Le trafic a été brièvement suspendu « par mesure de sécurité » alors qu’un drone a été aperçu près d’un hangar d’hélicoptères utilisé par l’armée allemande.

L’aéroport de Berlin a dû brièvement suspendre ce mercredi les décollages et les atterrissages après le signalement d’un drone, dernier en date d’incidents en série similaires survenus en Allemagne mais aussi ailleurs en Europe.

Un porte-parole de l’aéroport a dit à l’AFP que les activités avaient été suspendues « par mesure de sécurité » pendant environ une demi-heure après qu' »un objet volant non identifié a été aperçu » près d’un hangar d’hélicoptères utilisé par l’armée allemande.

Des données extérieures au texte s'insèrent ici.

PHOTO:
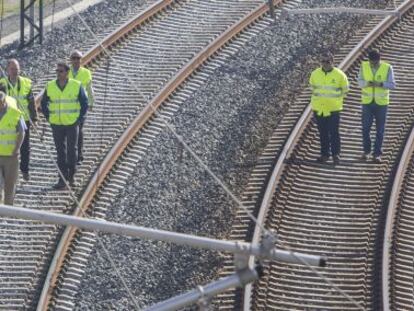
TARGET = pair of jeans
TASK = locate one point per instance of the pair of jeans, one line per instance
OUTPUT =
(369, 113)
(330, 139)
(25, 150)
(9, 170)
(80, 141)
(66, 143)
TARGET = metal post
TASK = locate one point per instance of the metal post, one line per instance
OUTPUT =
(162, 235)
(271, 8)
(31, 26)
(342, 10)
(41, 21)
(21, 22)
(36, 30)
(238, 279)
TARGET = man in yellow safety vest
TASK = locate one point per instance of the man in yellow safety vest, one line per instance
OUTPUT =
(64, 104)
(329, 87)
(376, 79)
(84, 76)
(20, 88)
(12, 128)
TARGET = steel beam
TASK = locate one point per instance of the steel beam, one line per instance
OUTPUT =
(238, 279)
(162, 235)
(341, 10)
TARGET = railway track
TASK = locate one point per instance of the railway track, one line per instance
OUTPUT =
(398, 248)
(327, 210)
(152, 49)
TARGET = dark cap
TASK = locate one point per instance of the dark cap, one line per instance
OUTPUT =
(63, 64)
(374, 55)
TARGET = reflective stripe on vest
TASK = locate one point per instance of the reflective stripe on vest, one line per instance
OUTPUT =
(8, 133)
(380, 95)
(19, 92)
(83, 75)
(64, 106)
(327, 95)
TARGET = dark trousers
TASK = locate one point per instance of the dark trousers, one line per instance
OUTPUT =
(25, 150)
(369, 113)
(80, 142)
(329, 134)
(66, 142)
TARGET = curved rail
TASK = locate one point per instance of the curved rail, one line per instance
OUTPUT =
(300, 126)
(391, 220)
(92, 55)
(137, 124)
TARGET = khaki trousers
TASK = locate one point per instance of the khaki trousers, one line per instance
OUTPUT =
(9, 171)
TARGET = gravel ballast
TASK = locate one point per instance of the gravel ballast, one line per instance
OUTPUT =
(227, 121)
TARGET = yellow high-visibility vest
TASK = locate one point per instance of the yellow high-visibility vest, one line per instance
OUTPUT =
(64, 106)
(328, 91)
(19, 92)
(8, 125)
(83, 75)
(380, 95)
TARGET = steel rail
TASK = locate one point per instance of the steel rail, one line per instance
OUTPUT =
(300, 126)
(391, 218)
(92, 55)
(136, 125)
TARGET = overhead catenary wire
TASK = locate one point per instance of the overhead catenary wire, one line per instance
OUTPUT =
(207, 169)
(53, 15)
(73, 196)
(1, 20)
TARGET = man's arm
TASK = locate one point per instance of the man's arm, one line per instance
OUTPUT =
(45, 104)
(361, 82)
(83, 100)
(344, 85)
(91, 95)
(390, 83)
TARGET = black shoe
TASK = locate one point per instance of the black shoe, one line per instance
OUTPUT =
(80, 160)
(60, 185)
(322, 159)
(377, 159)
(72, 182)
(26, 176)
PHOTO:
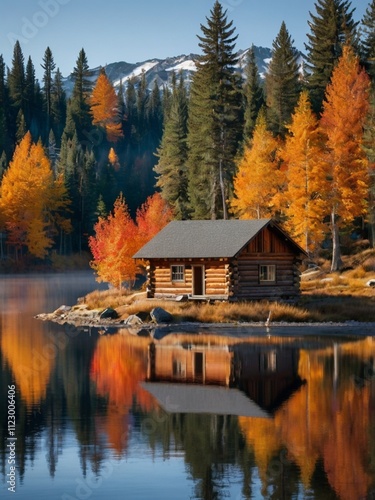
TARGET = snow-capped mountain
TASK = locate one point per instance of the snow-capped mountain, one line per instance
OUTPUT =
(161, 69)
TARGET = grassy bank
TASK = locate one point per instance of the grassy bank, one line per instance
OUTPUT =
(338, 297)
(315, 305)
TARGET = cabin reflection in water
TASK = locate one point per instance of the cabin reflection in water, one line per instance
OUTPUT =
(200, 375)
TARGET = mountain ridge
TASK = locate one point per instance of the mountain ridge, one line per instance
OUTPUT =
(161, 69)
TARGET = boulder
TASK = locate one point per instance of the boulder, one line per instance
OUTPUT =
(133, 320)
(160, 315)
(62, 310)
(108, 313)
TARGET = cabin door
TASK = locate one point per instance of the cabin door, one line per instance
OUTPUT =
(198, 280)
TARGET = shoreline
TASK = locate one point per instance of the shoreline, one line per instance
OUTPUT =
(91, 318)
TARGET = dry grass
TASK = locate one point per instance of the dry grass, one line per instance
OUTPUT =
(221, 312)
(325, 297)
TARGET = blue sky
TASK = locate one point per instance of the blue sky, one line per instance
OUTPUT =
(136, 30)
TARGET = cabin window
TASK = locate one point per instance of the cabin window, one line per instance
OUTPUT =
(177, 273)
(267, 273)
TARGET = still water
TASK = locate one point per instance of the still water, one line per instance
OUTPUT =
(256, 414)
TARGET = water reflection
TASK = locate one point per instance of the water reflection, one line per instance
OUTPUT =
(198, 415)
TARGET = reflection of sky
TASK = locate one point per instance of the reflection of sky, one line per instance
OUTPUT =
(141, 474)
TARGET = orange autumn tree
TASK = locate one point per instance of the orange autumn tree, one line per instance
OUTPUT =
(32, 202)
(258, 177)
(153, 215)
(113, 246)
(305, 177)
(117, 238)
(345, 109)
(104, 107)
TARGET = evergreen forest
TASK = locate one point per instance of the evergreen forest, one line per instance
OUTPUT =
(297, 145)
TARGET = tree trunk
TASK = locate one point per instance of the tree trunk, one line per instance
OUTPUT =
(336, 250)
(222, 190)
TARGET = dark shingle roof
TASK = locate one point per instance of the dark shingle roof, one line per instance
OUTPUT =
(201, 239)
(184, 398)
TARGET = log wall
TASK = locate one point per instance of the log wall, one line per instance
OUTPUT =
(236, 278)
(216, 278)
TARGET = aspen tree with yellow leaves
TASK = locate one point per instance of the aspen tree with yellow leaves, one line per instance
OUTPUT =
(305, 177)
(104, 108)
(344, 113)
(31, 200)
(258, 177)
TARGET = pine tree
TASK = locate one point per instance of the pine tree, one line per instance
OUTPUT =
(4, 110)
(49, 67)
(282, 82)
(305, 177)
(215, 119)
(21, 126)
(16, 78)
(258, 179)
(80, 95)
(58, 106)
(345, 109)
(172, 154)
(30, 111)
(253, 93)
(154, 116)
(331, 27)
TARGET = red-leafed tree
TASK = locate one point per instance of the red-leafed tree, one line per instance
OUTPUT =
(113, 246)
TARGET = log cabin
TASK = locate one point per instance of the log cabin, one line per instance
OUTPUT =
(223, 260)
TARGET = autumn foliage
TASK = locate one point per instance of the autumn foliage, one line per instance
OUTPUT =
(104, 108)
(114, 244)
(258, 178)
(305, 177)
(31, 200)
(117, 238)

La Russie soupçonnée d’être à l’origine de ces observations de drones

La police a été appelée pour enquêter sur cette observation mais l’objet n’a pas été repéré de nouveau. Peu après 19H10 (18H10 GMT), les restrictions ont été levées et le trafic a pu reprendre normalement, a précisé le porte-parole.

Le chancelier allemand Friedrich Merz a accusé la Russie d’avoir été à l’origine de nombreuses observations récentes de drones au-dessus de sites sensibles en Allemagne et ailleurs en Europe, notamment des aéroports, des bases militaires et des centrales électriques.

En octobre, la détection de drones au-dessus Munich (sud) avait conduit à la fermeture de son aéroport à deux reprises, clouant au sol des milliers de passagers après l’annulation ou le déroutement de leurs vols.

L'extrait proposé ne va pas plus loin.